Six officers "fearing for their safety" opened fire in about four seconds, the police added.
"The officers continued to shout orders to the driver and finally managed to reach the vehicle through the driver's window glass," they said, before recovering McCoy's body for first aid. He died on the scene.
Nold said the situation could have been handled differently, all the more so as they acknowledged that McCoy was not responsive at first.
"Suppose he had a medical emergency and that he needed help.Their reaction was not that we could get that person out of the car safely," he said. Nold.
"Even in the worst case, you still have the obligation to try to avoid the use of lethal force," she added.
Authorities reported that a fully loaded 40-gauge semi-automatic handgun with an extensive magazine was found on the scene and was stolen from Oregon.
David Klinger, a criminologist at the University of Missouri-St. Louis and a former police officer said the initial actions of the police seemed logical to protect public safety, but the number of agents who ultimately triggered their triggers is worrisome, especially since the agents had time to formulate a plan.

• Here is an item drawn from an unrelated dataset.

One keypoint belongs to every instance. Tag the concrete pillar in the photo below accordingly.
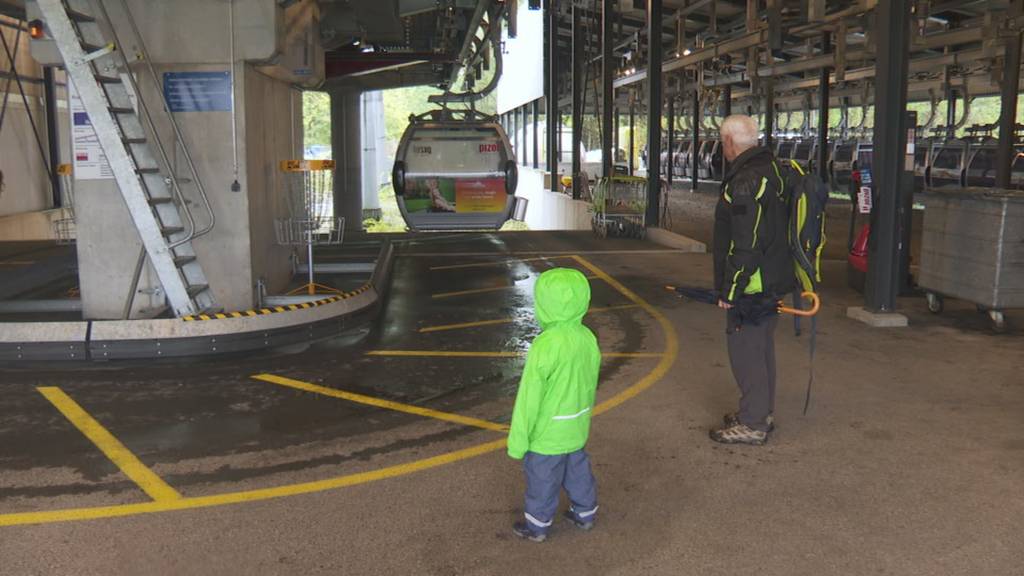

"Except for a really extraordinary explanation, too many bullets have been fired by too many officers," he said.
According to a document from the Vallejo police department on police protocol, the use of lethal force can only be used "where reasonable" and to prevent an "immediate threat" of death or injury; apprehend a suspect who is escaping and is suspected of having committed a violent or life threatening crime; or kill a dangerous or seriously injured animal when there is no human alternative.
In general, when police find a sleeping person with a firearm handy, she must consider how she can grasp her weapon reflexively, said Geoffrey Alpert, a professor of Criminology at the University. from South Carolina and police expert. use of force.
As McCoy did not immediately respond, the police were on the "right track" to try to block him so he did not move suddenly with his car.
But Alpert wondered if any of the officers had decided to stand near the car, where a surprised McCoy could have shot them.
"Being in the line of sight of an armed man is not the smartest thing to do," said Alpert, adding that police were trained to approach cars with care and identify potential threats .
Alpert also worries about the number of officers who have used their weapons and multiple shots fired.
"If they're smart enough to block the car, why do not they anticipate the worst, but do they understand that there's always a good chance that he's an innocent person who's safe?" Is asleep and wanted the weapon to protect himself? He asked.
The Vallejo Police is working with the Solano County Attorney's Office as part of the investigation. The prosecutor's office did not immediately respond to a request for comment on Tuesday.
At a Vallejo Town Council meeting last week, a woman who introduced herself as McCoy's girlfriend asked in tears that the body camera footage of the officers be made public.
The police will be required to broadcast the corresponding video within 45 days of state legislation, signed last fall, which requires all law enforcement agencies in California to do it when an officer fires his weapon or uses deadly force. Departments can delay publication by up to 30 days if this hinders the investigation.
Klinger stated that the camera images on the body would be important to gather a number of details, including the chronology of events, the control exercised on the scene, the manner in which he was determined who would use his weapon and where were located the police when they shot.
"It is possible that all the officers had to shoot, but it is not very likely," he added.
Nold said it was imperative that the police communicate under what circumstances it is acceptable to "shoot and kill someone who looks like he wants to take a taco". She said that she was disappointed by the failure of the police – more than a week after the murder – to even call McCoy's family and identify her as the deceased person. that night at Taco Bell.
"We only know," said Nold, "because we saw him at the morgue."